The changes have included raising rates this year for letters and magazines by as much as 6.9%. The cost of a first-class stamp rose this summer from 55 cents to 58 cents.

In addition, from Oct. 3 to Dec. 26, the Postal Service is raising prices on some products through a holiday season surcharge, ranging from 30 cents more for first-class package service to $1 more for parcel return service and $5 more for priority mail, priority express mail, parcel select and retail ground services for items weighing between 21 and 70 pounds.

The plan also calls for slower delivery times in some cases and reduced hours at some post offices.

Up until Oct. 1, the Postal Service has said it should have taken no more than three days for a piece of first-class mail to be delivered anywhere in the country.
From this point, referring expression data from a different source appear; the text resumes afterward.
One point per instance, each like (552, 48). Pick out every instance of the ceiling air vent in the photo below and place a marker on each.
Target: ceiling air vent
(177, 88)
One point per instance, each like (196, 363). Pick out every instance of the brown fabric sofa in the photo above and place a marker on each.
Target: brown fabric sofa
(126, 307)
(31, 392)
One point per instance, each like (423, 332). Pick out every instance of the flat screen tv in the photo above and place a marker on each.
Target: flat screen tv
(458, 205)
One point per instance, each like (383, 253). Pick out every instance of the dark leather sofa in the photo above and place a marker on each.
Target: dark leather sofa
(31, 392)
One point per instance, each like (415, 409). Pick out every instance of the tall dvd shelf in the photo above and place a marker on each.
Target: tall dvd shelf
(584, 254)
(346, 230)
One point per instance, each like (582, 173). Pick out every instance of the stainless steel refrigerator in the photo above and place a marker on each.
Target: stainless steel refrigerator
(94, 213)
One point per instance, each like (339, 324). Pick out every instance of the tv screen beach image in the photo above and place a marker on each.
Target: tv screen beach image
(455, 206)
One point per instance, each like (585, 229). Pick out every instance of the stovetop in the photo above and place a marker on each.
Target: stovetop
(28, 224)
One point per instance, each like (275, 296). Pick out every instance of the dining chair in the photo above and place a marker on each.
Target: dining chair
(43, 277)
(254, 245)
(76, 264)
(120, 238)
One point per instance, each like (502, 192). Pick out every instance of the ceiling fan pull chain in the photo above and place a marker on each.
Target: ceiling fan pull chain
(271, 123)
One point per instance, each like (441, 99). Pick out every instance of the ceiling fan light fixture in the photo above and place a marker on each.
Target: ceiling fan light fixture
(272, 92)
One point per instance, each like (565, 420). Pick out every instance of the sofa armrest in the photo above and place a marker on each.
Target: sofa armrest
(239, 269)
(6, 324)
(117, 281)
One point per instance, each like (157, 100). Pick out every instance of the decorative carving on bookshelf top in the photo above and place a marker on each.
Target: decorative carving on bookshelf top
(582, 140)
After Oct. 1, it will take between two and five days.

Those plans have raised complaints from some state attorneys general, including Virginia Attorney General Mark Herring, who this week joined 20 other state attorneys general in submitting a formal complaint asking the Postal Regulatory Commission to order the Postal Service to request an advisory opinion on DeJoy’s 10-year plan.

***

Stephanie Hoy, president of Direct Mail Solutions, a Henrico-based direct mail company that sends out about 12 million to 14 million pieces of mail per week, said her company is not currently facing any delivery issues.
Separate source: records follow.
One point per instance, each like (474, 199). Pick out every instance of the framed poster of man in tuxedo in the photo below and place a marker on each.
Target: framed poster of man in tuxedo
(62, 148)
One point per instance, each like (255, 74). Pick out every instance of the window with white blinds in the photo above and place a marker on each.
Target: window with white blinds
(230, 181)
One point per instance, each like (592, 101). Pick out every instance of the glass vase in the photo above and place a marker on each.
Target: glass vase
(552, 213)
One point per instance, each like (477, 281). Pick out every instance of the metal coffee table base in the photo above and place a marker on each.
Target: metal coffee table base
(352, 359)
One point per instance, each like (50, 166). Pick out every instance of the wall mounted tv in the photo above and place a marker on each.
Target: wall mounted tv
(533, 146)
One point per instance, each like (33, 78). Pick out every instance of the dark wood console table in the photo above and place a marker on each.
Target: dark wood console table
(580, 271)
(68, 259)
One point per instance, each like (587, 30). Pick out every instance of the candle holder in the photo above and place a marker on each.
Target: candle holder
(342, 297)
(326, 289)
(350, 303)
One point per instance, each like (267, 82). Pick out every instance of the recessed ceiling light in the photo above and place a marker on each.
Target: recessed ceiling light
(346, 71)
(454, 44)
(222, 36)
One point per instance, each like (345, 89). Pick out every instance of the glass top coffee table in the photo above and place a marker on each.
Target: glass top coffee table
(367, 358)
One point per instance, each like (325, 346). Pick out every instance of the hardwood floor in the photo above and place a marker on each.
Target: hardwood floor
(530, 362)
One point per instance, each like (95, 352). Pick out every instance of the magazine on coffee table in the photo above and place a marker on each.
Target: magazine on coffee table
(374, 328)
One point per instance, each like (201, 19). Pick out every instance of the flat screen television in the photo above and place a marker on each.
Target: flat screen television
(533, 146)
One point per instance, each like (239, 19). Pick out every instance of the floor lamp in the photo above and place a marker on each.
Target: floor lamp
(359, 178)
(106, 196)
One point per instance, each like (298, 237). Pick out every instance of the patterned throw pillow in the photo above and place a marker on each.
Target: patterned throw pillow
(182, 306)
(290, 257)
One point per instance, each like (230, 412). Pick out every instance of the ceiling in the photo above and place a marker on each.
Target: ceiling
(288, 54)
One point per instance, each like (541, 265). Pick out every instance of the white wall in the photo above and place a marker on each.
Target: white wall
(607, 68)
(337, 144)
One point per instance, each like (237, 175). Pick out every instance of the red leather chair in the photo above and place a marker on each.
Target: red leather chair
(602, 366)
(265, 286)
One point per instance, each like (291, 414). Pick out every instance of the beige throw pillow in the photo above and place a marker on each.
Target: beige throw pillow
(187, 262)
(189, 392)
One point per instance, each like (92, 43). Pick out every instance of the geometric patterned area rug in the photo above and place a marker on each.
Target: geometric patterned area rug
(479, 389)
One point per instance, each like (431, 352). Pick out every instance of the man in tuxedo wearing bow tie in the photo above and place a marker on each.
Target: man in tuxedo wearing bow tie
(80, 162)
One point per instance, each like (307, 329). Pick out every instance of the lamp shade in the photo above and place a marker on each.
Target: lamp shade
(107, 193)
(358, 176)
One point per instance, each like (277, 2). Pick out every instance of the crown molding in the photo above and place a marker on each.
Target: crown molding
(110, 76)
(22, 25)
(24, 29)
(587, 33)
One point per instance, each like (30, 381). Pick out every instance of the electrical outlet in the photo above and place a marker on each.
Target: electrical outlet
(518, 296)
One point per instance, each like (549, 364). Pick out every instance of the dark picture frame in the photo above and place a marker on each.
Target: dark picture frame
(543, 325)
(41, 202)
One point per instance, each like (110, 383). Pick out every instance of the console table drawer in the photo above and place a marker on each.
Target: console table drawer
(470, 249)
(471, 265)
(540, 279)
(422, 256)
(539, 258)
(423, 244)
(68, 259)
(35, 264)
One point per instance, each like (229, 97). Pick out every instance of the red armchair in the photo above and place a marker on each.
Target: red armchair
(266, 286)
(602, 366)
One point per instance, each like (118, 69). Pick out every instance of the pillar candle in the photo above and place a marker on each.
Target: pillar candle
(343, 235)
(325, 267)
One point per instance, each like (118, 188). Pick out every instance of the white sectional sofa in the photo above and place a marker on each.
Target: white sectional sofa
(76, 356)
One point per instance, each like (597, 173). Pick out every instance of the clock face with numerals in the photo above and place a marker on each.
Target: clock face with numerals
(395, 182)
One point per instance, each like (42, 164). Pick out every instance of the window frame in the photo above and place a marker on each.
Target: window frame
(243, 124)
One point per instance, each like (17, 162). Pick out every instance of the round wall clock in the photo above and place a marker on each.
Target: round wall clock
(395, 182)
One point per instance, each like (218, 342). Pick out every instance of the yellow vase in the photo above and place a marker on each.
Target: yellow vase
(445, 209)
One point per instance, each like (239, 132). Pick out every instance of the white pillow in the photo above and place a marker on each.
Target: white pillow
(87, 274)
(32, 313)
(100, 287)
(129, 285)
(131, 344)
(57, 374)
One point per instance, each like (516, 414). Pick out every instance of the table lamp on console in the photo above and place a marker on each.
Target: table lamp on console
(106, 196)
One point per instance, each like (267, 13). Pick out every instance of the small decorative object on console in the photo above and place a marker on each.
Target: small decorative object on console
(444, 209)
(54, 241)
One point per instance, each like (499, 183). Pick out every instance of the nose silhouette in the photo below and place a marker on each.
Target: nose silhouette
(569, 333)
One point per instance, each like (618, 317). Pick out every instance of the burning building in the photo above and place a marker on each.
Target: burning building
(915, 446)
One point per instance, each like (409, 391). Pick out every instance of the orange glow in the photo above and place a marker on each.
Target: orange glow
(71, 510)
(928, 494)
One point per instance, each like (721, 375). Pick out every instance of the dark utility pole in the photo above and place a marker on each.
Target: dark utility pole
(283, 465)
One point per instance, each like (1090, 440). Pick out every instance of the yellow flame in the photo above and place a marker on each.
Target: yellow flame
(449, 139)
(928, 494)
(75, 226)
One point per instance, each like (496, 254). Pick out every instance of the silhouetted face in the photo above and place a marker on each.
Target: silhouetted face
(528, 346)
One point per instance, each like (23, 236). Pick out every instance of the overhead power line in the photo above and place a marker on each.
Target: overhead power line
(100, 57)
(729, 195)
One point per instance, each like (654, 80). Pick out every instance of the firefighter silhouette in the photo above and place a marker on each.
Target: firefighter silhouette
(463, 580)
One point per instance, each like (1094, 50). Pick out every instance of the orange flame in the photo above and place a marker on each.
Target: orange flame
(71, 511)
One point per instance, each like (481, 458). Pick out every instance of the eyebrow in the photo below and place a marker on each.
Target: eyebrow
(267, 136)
That may be because the company uses mail commingling, a process that helps reduce delivery times by mixing mail from different companies.
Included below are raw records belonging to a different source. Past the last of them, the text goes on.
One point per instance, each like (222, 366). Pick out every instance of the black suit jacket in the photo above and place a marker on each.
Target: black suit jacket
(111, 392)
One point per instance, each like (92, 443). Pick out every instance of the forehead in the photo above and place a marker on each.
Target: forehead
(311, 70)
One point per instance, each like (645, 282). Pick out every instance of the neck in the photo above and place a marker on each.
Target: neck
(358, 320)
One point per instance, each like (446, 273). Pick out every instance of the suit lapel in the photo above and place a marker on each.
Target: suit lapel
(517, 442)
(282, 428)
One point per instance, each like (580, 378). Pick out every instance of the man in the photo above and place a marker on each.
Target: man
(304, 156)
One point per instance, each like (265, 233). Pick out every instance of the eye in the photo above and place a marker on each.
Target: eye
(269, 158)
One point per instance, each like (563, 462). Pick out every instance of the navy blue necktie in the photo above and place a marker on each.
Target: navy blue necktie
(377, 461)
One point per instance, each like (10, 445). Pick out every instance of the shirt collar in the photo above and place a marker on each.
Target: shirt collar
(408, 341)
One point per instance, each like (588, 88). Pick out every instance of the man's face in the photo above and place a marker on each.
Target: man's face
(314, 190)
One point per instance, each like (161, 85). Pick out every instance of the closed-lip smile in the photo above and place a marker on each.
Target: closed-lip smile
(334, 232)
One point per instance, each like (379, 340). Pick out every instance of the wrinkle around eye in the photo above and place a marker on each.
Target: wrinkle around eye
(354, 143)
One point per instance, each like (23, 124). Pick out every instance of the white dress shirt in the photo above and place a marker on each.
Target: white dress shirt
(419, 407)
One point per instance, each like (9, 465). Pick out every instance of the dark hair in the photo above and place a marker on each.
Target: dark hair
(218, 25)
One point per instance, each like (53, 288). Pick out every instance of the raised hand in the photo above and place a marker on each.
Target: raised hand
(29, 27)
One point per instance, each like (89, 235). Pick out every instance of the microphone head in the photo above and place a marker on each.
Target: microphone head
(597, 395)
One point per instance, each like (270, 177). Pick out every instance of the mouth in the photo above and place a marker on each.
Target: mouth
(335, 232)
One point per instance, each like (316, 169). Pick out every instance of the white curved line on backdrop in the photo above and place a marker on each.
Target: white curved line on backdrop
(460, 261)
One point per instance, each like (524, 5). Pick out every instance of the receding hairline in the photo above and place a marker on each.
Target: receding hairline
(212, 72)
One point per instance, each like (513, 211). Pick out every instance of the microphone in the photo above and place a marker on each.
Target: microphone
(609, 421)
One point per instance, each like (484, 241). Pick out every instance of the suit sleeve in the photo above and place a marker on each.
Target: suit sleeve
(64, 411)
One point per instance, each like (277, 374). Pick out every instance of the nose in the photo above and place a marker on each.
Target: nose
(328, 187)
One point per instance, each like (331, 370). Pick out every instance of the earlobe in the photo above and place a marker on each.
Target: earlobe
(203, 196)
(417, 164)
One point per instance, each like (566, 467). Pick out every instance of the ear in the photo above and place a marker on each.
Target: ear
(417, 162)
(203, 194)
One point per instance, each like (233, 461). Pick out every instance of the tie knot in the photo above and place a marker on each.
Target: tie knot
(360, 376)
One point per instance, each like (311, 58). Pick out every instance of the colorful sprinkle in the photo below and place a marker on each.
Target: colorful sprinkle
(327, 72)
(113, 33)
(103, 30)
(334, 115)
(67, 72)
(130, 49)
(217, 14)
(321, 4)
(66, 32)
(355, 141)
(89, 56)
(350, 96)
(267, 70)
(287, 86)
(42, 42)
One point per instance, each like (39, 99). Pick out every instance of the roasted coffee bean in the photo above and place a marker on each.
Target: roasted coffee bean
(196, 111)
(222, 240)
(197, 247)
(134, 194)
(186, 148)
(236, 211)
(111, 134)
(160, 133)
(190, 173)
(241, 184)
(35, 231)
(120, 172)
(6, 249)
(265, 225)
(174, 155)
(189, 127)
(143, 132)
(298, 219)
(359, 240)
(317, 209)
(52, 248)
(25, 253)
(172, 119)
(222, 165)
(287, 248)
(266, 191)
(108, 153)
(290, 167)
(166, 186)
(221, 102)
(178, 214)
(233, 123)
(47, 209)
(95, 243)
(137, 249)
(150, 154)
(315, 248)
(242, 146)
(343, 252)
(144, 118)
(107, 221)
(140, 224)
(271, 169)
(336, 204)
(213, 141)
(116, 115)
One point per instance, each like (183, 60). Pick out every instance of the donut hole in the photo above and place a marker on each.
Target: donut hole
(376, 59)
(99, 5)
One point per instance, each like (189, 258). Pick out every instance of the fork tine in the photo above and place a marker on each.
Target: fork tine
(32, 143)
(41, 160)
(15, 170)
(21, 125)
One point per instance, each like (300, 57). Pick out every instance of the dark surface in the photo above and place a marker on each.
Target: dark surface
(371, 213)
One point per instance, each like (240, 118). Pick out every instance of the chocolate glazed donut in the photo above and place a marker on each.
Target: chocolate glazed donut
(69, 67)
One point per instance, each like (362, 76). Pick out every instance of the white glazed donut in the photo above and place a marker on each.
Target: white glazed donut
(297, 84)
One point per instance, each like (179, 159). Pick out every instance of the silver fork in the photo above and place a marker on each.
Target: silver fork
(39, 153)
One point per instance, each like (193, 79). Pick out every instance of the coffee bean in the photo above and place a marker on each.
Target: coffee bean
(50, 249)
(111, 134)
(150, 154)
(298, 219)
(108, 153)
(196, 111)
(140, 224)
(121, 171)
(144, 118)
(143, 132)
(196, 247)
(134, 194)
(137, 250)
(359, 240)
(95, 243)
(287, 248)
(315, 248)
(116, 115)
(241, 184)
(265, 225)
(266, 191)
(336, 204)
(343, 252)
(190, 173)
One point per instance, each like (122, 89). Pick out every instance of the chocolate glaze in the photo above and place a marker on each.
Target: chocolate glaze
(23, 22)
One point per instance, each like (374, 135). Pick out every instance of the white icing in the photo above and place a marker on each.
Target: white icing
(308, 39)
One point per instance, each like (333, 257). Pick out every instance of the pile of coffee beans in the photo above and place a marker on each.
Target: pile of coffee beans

“That could change in the fourth quarter” as mail volumes increase, Hoy said.

But Bill Beville, a Richmond resident who owns rental properties in the Fan District, said his tenants are increasingly relying on dropping their rent checks off at his office because mailed checks often show up a few days late.

“Those who used to mail their personal checks … are now personally dropping them off at my home office, rather than using the U.S. Postal Service because their checks, mailed on the first of the month, were now taking five to 10 days to reach my office,” he said.

“It goes without saying that I have property expenses — mortgage, taxes, maintenance, utilities — that have deadlines on the first of each month, and late rents due to slower delivery of the U.S. mail can [be] and is a problem,” he said.

***

Jones, who said the Postal Service has returned mail because her house is “vacant,” received a call this week from her church that another piece of mail had been returned with a yellow sticker saying their home was vacant.

She was upset.

Jones stressed that she and her husband do not believe this was the result of mail carriers making a mistake, but of systemic problems within the Postal Service.

They have lived in their home for more than a decade. Previous mail carriers “often have bent over backwards to solve earlier problems.”

Jones, a retired Henrico school teacher, said she called a Postal Service supervisor this week who informed her that undelivered mail gets thrown in a box at the local post office and then sent to its sorting facility in eastern Henrico where the “yellow sticker’ is affixed.

“But really the question is — why does a carrier on our route get to toss our mail away on any given day?” Jones said. “There is no accountability. After talking to the supervisor, I realized that someone decided to do that … since we don’t have a regular carrier who may care about or know us.”